PLAINFIELD, Vt. (AP) — A one-time death row inmate now serving a life sentence for the 1981 murder of a Philadelphia police officer spoke to students graduating from a Vermont college on Sunday, encouraging them to strive to transform the world.

Mumia Abu-Jamal spoke by video to 20 students receiving bachelor degrees from Goddard College in Plainfield. He earned a degree from the college in 1996.

“Think about the myriad of problems that beset this land and strive to make it better,” Abu-Jamal said in the video.

He said his studies at Goddard allowed him to learn about important figures in distant lands.

“Goddard reawakened in me my love of learning,” he said. “In my mind, I left death row.”

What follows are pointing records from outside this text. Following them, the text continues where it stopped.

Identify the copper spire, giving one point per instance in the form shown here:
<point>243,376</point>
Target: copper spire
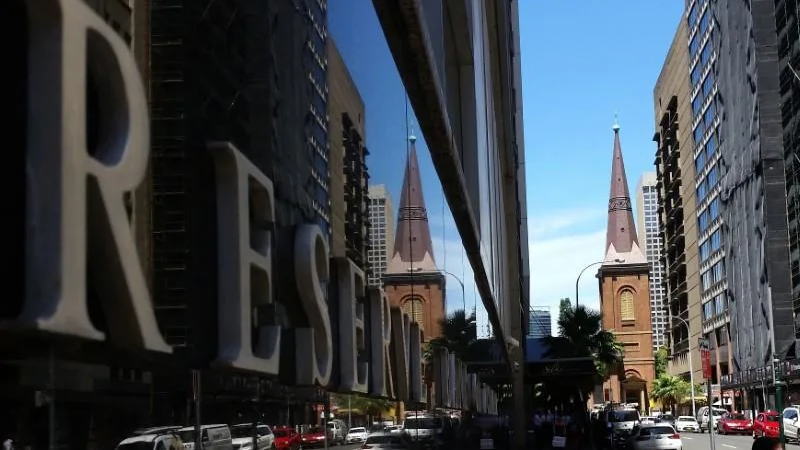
<point>621,241</point>
<point>413,249</point>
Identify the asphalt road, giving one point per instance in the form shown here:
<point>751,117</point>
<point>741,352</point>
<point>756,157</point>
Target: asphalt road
<point>696,441</point>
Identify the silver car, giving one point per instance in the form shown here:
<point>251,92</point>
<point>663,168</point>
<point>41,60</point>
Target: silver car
<point>656,437</point>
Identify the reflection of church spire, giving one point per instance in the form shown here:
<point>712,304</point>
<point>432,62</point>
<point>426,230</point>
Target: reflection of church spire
<point>621,241</point>
<point>413,248</point>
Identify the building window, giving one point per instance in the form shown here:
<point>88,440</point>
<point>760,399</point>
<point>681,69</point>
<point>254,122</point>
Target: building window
<point>626,305</point>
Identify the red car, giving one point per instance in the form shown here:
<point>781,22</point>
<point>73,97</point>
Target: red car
<point>767,423</point>
<point>734,423</point>
<point>314,437</point>
<point>286,438</point>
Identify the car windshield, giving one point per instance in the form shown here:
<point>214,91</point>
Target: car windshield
<point>423,423</point>
<point>136,446</point>
<point>651,431</point>
<point>241,431</point>
<point>624,416</point>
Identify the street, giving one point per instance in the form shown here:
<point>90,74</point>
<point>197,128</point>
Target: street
<point>696,441</point>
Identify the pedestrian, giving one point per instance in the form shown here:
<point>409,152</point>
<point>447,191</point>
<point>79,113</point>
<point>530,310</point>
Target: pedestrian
<point>766,443</point>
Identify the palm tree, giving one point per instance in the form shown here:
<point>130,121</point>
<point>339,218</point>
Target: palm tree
<point>670,390</point>
<point>459,335</point>
<point>581,333</point>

The former Black Panther did not address the crime for which he was convicted. He originally was sentenced to death for killing white police Officer Daniel Faulkner on Dec. 9, 1981, but he was resentenced to life in 2012.

His claims that he’s been victimized by a racist justice system have attracted international support. A radio show, documentaries and books have helped publicize his case. Goddard College describes him as “an award winning journalist who chronicles the human condition.”

But the decision to allow Abu-Jamal to speak angered police and corrections officials in Vermont and Pennsylvania. The Vermont Troopers Association said it showed a disregard for the victim’s family at a time when the nation is seeking solutions to gun violence.

Goddard, a low-residency school where students, staff and faculty spend eight days on campus twice a year, holds 20 commencement ceremonies every year, so students in each degree program can individualize their graduations and choose their speaker.

The school, which has about 600 students, says the graduates chose Abu-Jamal as a way to “engage and think radically and critically.”

Goddard students design their own curriculums with faculty advisers and do not take tests or receive grades.